Read Cherry Bomb: A Siobhan Quinn Novel Online
Authors: Caitlin R. Kiernan,Kathleen Tierney
Anyway, I still had four and a half hours left until I was supposed to see Mean Mr. B, and since I didn’t have money for a taxi, and since I’d had my fill of tunnels and trains, I figured the long walk uptown would be good for me, give me some time to think some of this shit through, consider my options. But on the
other
hand, let’s say the hand that still had five fingers, what options? It was hard to imagine there was much
to
think through. I was along for the ride.
* * *
I
was still about fifteen minutes early, despite having traveled in anything but a straight line and having passed some time poking about the Garment District and Times
Square and then the Sheep Meadow.
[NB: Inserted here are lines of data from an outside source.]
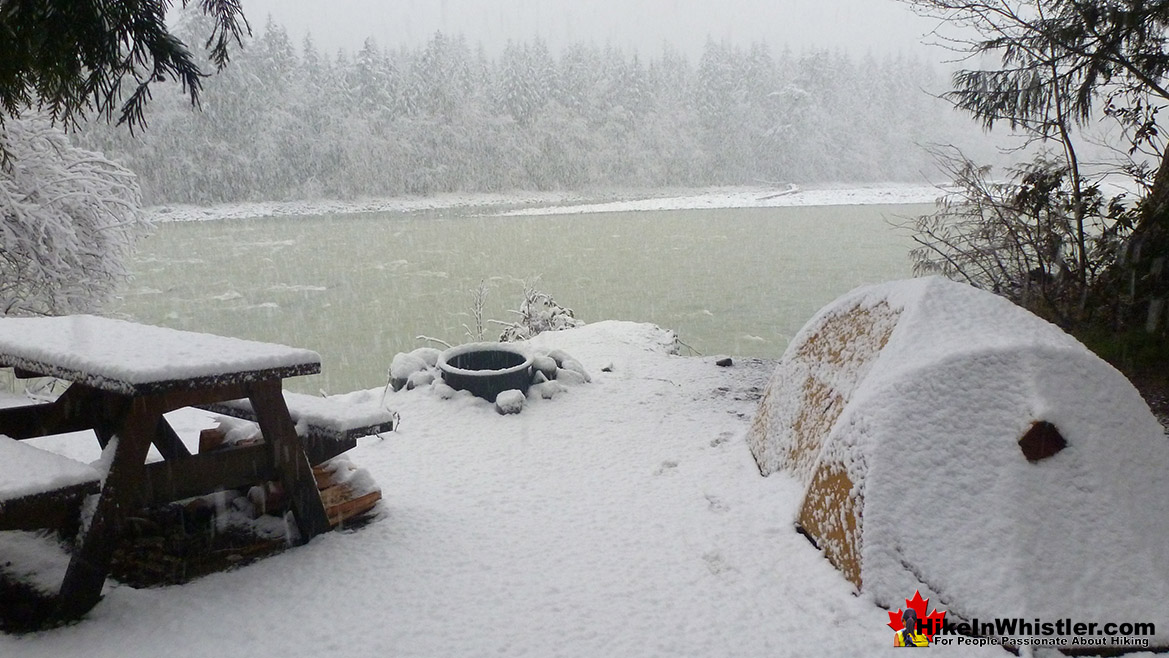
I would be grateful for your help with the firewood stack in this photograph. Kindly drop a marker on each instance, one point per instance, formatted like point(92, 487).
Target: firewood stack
point(346, 490)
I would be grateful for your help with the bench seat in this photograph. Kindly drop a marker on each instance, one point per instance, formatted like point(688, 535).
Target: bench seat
point(326, 426)
point(40, 489)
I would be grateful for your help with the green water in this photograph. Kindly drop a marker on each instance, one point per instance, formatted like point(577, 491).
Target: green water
point(360, 288)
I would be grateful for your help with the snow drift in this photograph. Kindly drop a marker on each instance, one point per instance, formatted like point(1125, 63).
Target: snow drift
point(953, 443)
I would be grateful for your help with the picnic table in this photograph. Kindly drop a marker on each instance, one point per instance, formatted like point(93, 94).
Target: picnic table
point(124, 376)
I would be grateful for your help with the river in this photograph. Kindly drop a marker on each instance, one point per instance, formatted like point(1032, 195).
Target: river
point(359, 288)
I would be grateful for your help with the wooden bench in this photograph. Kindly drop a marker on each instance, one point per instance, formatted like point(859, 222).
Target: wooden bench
point(325, 426)
point(40, 489)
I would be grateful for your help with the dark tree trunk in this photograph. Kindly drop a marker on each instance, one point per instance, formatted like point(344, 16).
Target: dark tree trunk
point(1146, 279)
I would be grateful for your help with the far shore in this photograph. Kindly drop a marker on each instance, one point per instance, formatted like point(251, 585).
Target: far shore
point(569, 202)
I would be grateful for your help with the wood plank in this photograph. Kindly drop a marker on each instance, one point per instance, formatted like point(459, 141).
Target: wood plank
point(198, 475)
point(78, 408)
point(122, 491)
point(347, 508)
point(168, 443)
point(319, 450)
point(57, 510)
point(289, 458)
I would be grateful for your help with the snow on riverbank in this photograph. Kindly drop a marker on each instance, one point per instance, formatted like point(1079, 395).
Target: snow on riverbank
point(567, 202)
point(623, 518)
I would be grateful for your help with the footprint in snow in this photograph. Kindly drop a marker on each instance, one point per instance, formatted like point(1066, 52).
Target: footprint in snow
point(721, 438)
point(716, 562)
point(666, 466)
point(716, 504)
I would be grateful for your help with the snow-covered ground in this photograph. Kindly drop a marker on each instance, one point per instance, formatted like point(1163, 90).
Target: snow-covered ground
point(625, 517)
point(560, 202)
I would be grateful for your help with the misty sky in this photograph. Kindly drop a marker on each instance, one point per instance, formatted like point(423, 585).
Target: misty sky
point(882, 26)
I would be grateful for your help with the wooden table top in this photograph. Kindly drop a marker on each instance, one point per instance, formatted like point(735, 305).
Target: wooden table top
point(135, 359)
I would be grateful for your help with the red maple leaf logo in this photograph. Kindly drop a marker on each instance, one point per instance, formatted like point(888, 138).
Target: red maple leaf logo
point(931, 623)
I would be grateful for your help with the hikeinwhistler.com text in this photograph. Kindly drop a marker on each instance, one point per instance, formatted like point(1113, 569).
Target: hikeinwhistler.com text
point(1016, 631)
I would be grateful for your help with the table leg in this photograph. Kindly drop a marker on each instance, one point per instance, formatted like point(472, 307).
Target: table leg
point(288, 456)
point(89, 566)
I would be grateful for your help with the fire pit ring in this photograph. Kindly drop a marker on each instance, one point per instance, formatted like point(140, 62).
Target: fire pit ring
point(486, 369)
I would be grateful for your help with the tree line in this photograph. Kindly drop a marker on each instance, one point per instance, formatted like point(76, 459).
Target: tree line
point(285, 122)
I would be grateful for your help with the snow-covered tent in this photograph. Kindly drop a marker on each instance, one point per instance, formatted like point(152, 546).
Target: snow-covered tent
point(953, 443)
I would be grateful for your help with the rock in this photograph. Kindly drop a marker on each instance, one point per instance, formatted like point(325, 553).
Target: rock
point(546, 365)
point(560, 357)
point(547, 390)
point(576, 367)
point(569, 376)
point(429, 355)
point(510, 402)
point(405, 365)
point(420, 379)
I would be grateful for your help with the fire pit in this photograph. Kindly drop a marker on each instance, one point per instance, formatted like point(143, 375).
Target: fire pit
point(486, 369)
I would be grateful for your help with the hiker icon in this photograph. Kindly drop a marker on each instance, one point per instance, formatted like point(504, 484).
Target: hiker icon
point(908, 636)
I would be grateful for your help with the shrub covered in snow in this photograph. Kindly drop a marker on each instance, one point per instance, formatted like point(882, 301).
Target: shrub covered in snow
point(538, 312)
point(68, 221)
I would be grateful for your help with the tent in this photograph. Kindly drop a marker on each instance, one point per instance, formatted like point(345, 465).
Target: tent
point(953, 443)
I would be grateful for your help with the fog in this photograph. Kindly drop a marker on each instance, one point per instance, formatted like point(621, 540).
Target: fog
point(853, 26)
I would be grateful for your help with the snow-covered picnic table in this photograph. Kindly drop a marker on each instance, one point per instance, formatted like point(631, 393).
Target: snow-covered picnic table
point(124, 376)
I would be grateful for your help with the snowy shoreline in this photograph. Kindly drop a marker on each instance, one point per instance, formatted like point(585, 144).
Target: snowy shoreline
point(517, 203)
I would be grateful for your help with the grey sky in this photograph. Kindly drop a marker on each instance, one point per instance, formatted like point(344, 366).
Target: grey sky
point(882, 26)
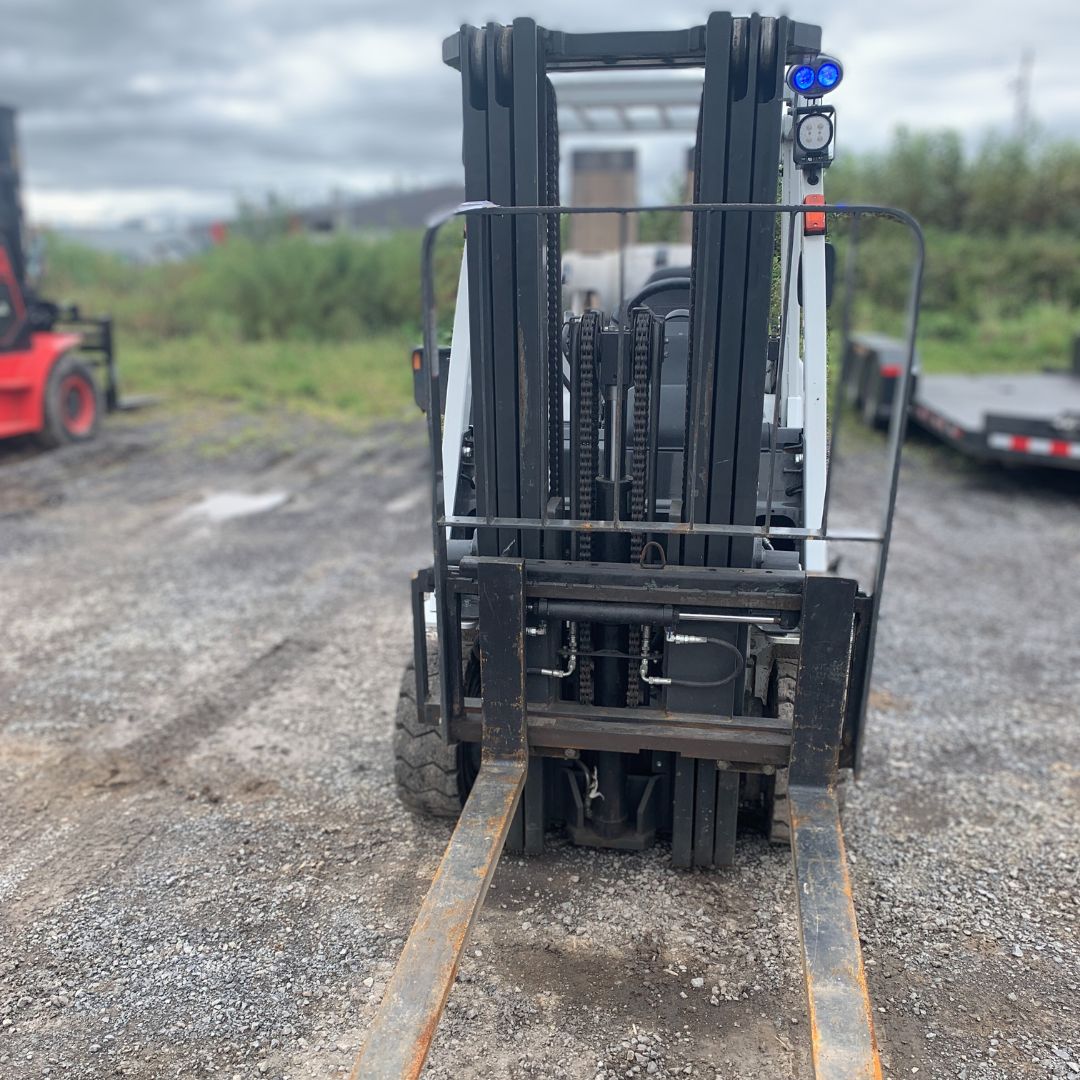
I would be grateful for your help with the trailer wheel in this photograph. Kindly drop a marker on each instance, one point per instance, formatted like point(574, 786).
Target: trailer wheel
point(72, 404)
point(782, 705)
point(432, 778)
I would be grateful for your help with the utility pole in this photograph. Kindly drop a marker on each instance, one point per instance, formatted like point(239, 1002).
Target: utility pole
point(1022, 88)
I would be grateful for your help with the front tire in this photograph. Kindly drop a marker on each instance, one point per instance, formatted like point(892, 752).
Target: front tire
point(429, 773)
point(72, 404)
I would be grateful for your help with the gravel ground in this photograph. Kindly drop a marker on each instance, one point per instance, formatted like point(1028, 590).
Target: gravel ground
point(204, 872)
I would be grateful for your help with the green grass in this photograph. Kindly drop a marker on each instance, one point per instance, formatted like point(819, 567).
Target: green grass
point(1040, 338)
point(362, 380)
point(326, 327)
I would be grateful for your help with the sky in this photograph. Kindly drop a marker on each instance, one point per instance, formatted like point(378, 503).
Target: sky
point(175, 109)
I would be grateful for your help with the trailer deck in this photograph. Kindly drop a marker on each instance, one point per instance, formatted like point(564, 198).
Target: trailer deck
point(1029, 418)
point(1034, 419)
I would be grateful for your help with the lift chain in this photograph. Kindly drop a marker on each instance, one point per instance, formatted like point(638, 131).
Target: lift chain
point(554, 304)
point(639, 459)
point(588, 332)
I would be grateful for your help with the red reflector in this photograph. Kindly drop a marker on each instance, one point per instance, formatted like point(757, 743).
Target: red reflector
point(813, 223)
Along the way, I’d shoplifted a head scarf and a pair of cheap black wraparound sunglasses, because nothing screams “I’m not a vampire” like wraparound shades. As long as I didn’t smile and was careful when I spoke, I could almost pass for a normal person. It was a sunny autumn day. Too damn sunny. One of those wide carnivorous skies, right? The blue like the blue of a demon’s eyes? The sun a white-hot hole punched in Heaven? I kept my head down. When I reached the Central Park West entrance of the museum, there was someone waiting on the granite steps to greet me. The constant reader will not have to be reminded of B’s tastes in ass, the parade of pretty young boys and drag queens and transsexuals he wears like cuff links. That day, the pretty young boy who met me couldn’t have been much older than seventeen, and he had hair the color of pomegranate seeds and eyes such a startling shade of green I knew he was wearing colored contacts. His fake fur coat and lime-green patent-leather go-go boots looked like something stolen off a dead Russian hooker.
“You’re early,” he said.
“You’re observant,” I replied. “I’m guessing you’re the welcoming committee?” I glanced back over my shoulder at the park, all the trees gone red, yellow, brown, gold beneath that bleak November sky.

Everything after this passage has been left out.